Thorlaksonius platypus

Scientific classification
- Kingdom: Animalia
- Phylum: Arthropoda
- Class: Malacostraca
- Order: Amphipoda
- Family: Pleustidae
- Genus: Thorlaksonius
- Species: T. platypus
- Binomial name: Thorlaksonius platypus (Barnard & Given, 1960)
- Synonyms: Pleustes platypa Barnard & Given, 1960

= Thorlaksonius platypus =

- Authority: (Barnard & Given, 1960)
- Synonyms: Pleustes platypa Barnard & Given, 1960

Species of arthropod

Thorlaksonius platypus is a species of Pleustid amphipod native to southern California. It is thought to be an example of mimicry, as it resembles the gastropod Alia carinata. This was the first example of an arthropod mimicking a gastropod ever described.

== Taxonomy ==
Thorlaksonius platypus was originally described in 1960 as Pleustes platypa. However, in 1994, it was redescribed under the new genus Thorlaksonius.

== Description ==
Thorlaksonius platypus ranges in size from 3.5–10 mm. It has a variable color which closely resembles the variation of Alia carinata. The color of only a single specimen has been described. This individual displayed a brown and grey body with a singular yellow band across its dorsal plates, called the pereon. Its walking legs were light in color with some mottling, again resembling A. carinata.

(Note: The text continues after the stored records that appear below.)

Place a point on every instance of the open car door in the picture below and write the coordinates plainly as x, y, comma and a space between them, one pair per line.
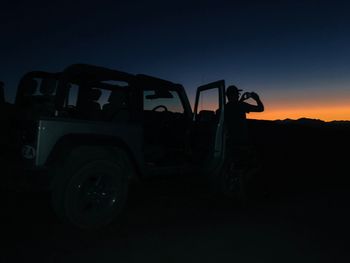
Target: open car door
208, 136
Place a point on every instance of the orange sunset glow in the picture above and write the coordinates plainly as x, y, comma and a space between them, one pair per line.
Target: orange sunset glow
328, 113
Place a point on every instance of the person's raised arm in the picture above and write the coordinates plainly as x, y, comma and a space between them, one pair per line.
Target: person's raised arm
259, 107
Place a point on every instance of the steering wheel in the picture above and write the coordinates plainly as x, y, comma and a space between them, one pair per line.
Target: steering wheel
160, 107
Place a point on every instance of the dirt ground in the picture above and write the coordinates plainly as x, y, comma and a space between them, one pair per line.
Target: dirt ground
168, 221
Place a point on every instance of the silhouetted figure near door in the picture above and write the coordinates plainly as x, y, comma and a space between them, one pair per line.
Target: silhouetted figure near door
235, 115
241, 162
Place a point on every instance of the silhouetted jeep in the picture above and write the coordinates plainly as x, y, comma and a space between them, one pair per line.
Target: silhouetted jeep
86, 132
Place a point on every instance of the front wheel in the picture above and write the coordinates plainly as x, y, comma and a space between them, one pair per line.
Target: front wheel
90, 189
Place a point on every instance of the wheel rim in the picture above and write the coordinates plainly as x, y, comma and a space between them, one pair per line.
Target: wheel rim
93, 196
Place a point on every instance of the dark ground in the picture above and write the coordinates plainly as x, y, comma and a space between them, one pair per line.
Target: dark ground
304, 218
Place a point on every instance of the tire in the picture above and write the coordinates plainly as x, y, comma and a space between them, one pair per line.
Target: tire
89, 188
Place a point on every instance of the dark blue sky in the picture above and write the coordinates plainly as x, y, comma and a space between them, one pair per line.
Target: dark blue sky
290, 52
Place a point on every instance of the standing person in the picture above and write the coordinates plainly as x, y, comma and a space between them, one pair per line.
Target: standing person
235, 115
241, 162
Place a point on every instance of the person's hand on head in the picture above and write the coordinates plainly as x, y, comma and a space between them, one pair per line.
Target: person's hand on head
254, 95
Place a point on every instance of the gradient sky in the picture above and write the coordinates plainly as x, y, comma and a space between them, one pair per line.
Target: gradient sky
294, 54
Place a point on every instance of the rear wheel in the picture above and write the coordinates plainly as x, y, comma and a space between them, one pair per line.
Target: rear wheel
90, 189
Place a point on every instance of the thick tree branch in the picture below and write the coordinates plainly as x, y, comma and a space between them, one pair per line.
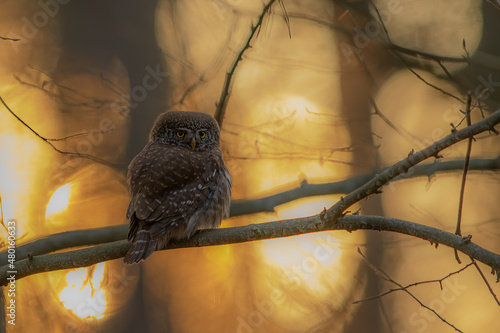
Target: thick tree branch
330, 219
89, 256
220, 110
76, 238
401, 167
68, 239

The way in which the amphipod holds its body also mimics the distinct shell of A. carinata. Its abdomen (pleon) is tucked underneath its body and is partially hidden by long protrusions of the pereon. The end of its body sticks up in the water at an angle. It walks slowly when in this position, but is capable of swimming.

This species is quite similar to Thorlaksonius depressus and Thorlaksonius grandirostris. It may be distinguished by the shape of its dorsal pereon and pleon segments, which are sharp in T. platypus, and round in T. depressus. Only the final (7th) segment of the pereon and pleon segments 1 and 2 have these tooth-like projections. The only other distinguishing characteristic is a broad rostrum that is longer than the head.

== Distribution and habitat ==
Thorlaksonius platypus occurrences have been recorded from San Diego in the south to Gaviota State Park in the north. Its range may extend up to Point Conception, which separates it from Thorlaksonius depressus (except at La Jolla Cove, where the two species are sympatric and likely interbreed). It is also found off the islands of Catalina and Santa Barbara.

This species is typically found living on algae, including Macrocystis and coralline algae, but may also be found on other substrates.